5 tips on reparenting your inner child so your outer adult can heal better

If you spend a lot of time on Instagram in mental health or Therapytok, you may have encountered “repair” of your “inner child”. Maybe you have rolled your eyes and continue to scroll. Another trend of airy false faux, cool. But if you are here, the concept probably intrigues you, and for a good reason: repair is a fairly intuitive and really useful framework that an increasing number of therapists (and their customers) love.
“He is gaining momentum in the mental world,” said therapist Nicole Johnson, LPC, founder of Oak and Ivy Therapy Services. “But it is still not standardized and has not spoken enough, in my opinion.” (Johnson hopes to help change that – she has a book on the subject that comes out in July called Reparenting of your inner child: Cure an unresolved infant trauma and recover all of the self-compassion.)
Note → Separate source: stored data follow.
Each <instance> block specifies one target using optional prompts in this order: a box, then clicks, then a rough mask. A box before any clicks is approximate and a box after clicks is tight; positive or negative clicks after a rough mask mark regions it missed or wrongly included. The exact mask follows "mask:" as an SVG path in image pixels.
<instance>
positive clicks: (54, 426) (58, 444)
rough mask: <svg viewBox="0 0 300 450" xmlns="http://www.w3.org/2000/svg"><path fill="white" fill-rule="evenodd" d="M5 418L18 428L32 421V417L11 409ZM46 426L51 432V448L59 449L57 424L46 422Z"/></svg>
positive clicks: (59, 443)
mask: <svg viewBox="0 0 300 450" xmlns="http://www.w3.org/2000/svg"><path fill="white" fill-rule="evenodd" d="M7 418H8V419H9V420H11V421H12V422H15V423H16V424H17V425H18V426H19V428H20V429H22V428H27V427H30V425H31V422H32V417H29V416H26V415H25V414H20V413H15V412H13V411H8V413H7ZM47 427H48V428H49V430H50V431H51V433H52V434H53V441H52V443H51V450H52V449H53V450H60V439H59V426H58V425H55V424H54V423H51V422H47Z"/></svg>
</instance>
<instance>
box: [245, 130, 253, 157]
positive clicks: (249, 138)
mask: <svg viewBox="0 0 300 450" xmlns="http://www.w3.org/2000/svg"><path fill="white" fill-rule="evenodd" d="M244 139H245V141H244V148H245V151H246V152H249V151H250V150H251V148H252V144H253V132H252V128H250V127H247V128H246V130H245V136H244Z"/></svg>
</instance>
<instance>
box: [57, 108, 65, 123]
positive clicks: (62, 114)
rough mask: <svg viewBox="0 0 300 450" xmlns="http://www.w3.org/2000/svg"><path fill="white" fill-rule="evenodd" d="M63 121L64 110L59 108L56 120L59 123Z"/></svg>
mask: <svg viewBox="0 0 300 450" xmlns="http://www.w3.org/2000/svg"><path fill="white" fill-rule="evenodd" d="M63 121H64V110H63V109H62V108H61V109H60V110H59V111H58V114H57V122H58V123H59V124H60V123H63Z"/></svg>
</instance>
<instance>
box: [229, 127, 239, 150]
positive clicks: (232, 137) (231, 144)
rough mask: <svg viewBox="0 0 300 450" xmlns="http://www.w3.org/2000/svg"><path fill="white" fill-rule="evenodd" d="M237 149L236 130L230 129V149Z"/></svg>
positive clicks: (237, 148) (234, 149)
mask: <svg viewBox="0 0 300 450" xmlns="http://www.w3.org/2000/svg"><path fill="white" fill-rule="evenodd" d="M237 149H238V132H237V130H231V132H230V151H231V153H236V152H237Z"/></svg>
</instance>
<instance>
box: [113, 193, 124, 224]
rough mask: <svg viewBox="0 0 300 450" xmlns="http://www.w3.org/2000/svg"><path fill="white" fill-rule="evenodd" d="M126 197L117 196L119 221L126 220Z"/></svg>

So, what does repair look like, exactly? And how can it help you? Let’s go.
What is repair?
“Repair is a therapeutic technique focused on the creation of a stimulating and united internal dialogue,” said psychotherapist Gillian O’Shea Brown, PHD, LCSW, auxiliary professor at New York University. “”[It] Can help you develop a healthier relationship with yourself and overcome past injuries by providing the care and support you may miss in childhood, “she explains.
The approach is closely linked to the concept of the inner child or children, which you can consider as young parts of your psyche who still have distorted pain or beliefs, largely how your caregivers have fallen short or mistreated you. “The work of repair and interior children are like both sides of the same room,” says Johnson. “It is as if these children were stuck, frozen in time in this experience.”
For this reason, the old beliefs and injuries of our inner children can lead a plot From our unconscious models today, in a way that we do not realize, explains Dr. O’Shea Brown. Like fundamental beliefs on the part of the adorable or the trends around how you act in relationships, talk to yourself, manage your emotions and approach conflicts.
An example: maybe your parents embarked on explosive fights when you were small and you learned to stay safe by hiding in your room. Today, it could appear to be withdrawn from the slightest suspicion of discord. Or if your caregiver was sometimes annoyed when you have expressed a need, you may have coded this to mean that you are a burden. And now you are terrified to express the needs to your partner, even if you know It is not “rational”.